Ying Chang Compestine has shared her tantalizing recipes using green tea. Here, we present her tips for adding tea to your cooking.

  • Use the highest-quality green tea for maximum flavor. But when you're getting started, you'll probably find that the standard supermarket brands work just fine.
  • Loose or bagged tea can be interchanged in many dishes, but not in all of them, so it's a good idea for you to have both types on hand. One tea bag contains about one teaspoon tea leaves.
  • Once it's opened, store green tea in a sealed container in a cool, dark place for no more than six months.
  • Don't use green tea that is more than six months old for cooking. Most of its flavor will have been lost beyond that point.
  • Save used tea leaves, and spread them around the bases of your plants as the Chinese do. Because used tea leaves contain organic matter, they make a good fertilizer.
  • We brewed the green tea for our recipes to the boiling point (212 degrees F) using standard tap water. Among some connoisseurs, who may also favor bottled water over tap, the tea (especially for drinking purposes) is considered best when brewed to 160 degrees to 170 degrees F.
  • We found it best to brew the tea, either as loose leaves or in bags, for three to five minutes for cooking purposes. If you are using the leaves, you'll notice them fully unfurl and soften.
  • Avoid aluminum or plastic containers for brewing, as they will affect the flavor.

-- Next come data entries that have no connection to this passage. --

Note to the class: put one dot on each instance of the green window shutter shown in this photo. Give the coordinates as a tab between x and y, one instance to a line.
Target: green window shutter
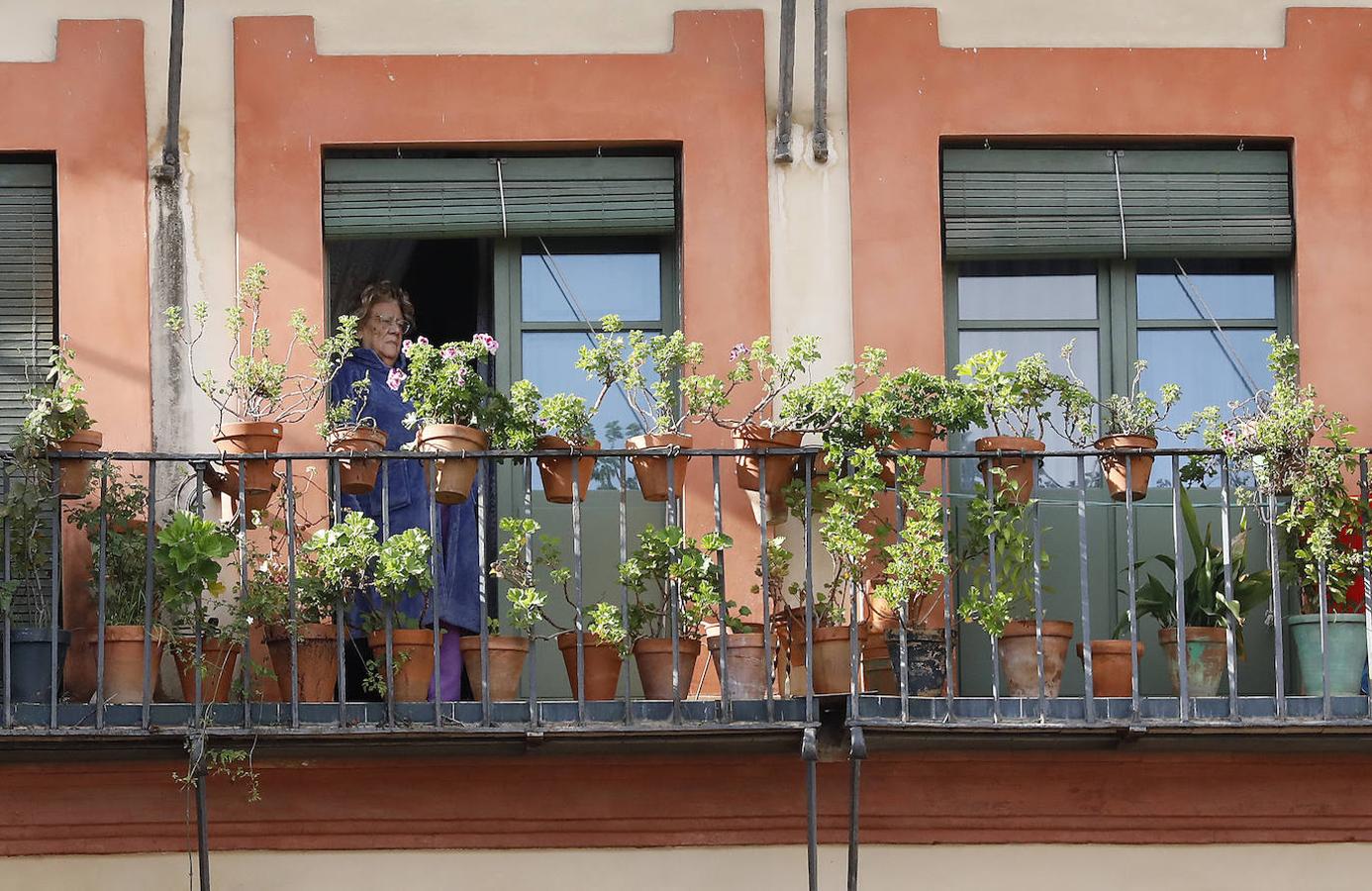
461	196
27	286
1014	203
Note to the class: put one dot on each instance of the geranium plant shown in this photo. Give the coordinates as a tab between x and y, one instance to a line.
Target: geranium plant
261	386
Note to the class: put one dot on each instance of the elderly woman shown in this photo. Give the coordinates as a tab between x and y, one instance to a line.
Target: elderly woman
386	315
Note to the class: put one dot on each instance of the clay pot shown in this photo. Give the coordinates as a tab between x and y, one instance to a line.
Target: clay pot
650	469
412	651
1123	475
920	439
357	476
746	663
507	663
124	660
74	474
454	475
251	439
603	664
1021	469
316	660
653	656
220	657
831	659
927	660
1346	644
779	467
1112	669
1020	660
1206	659
557	471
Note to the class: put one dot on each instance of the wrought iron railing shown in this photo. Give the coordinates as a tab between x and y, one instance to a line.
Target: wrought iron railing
969	696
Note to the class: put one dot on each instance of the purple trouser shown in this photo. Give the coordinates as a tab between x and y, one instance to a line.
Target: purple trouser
448	664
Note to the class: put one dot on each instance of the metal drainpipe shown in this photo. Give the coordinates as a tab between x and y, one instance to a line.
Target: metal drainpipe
786	82
821	148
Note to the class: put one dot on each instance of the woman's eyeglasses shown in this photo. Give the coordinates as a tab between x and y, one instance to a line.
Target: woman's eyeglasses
390	322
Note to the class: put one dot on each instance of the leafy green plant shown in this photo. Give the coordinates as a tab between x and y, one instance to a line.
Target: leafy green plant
1003	524
1202	589
1133	414
710	396
256	386
1291	446
917	560
1027	401
189	556
444	384
672	570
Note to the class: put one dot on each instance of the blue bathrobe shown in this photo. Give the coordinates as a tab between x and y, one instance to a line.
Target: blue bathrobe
455	597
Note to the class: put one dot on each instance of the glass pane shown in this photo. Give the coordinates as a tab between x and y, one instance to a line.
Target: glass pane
549	361
1226	294
1013	291
628	284
1020	344
1197	361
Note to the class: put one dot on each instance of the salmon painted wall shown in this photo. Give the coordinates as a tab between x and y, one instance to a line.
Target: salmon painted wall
907	92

Loose or bagged, green tea comes either pure or flavored with flowers (such as jasmine) or fruit (such as lemon). Use lemon-or ginger-flavored teas for seafood dishes. Fruit-and flower-flavored teas work well in desserts and drinks.


Because availability varies in the United States, we used common commercial types easily found in the tea section of your supermarket. But if you want to look a little more, try some of these other varieties.


Gunpowder: This makes a dark-green tea with a strong, pleasant flavor and a long-lasting aftertaste. One of the first teas exported from China to Europe, it derives its name from its resemblance to the gunpowder used during the 17th century. Each leaf is rolled tightly into a pellet shape, but the leaves unfurl when brewed in hot water.


Dragon Well: A light-green, fresh and mellow tea with a flowery aroma when brewed. The tea leaves are flat, long, and vibrant green. When the highest grades of Dragon Well brew, the leaves open to reveal intact buds within.


New Mist: Not really a tea type, but if you find this on a label, get it. The name refers to the highest-quality grade of any tea; it's based on the time of day the tea is harvested. Only the youngest leaves are used; they're hand-picked before dawn and processed the same day.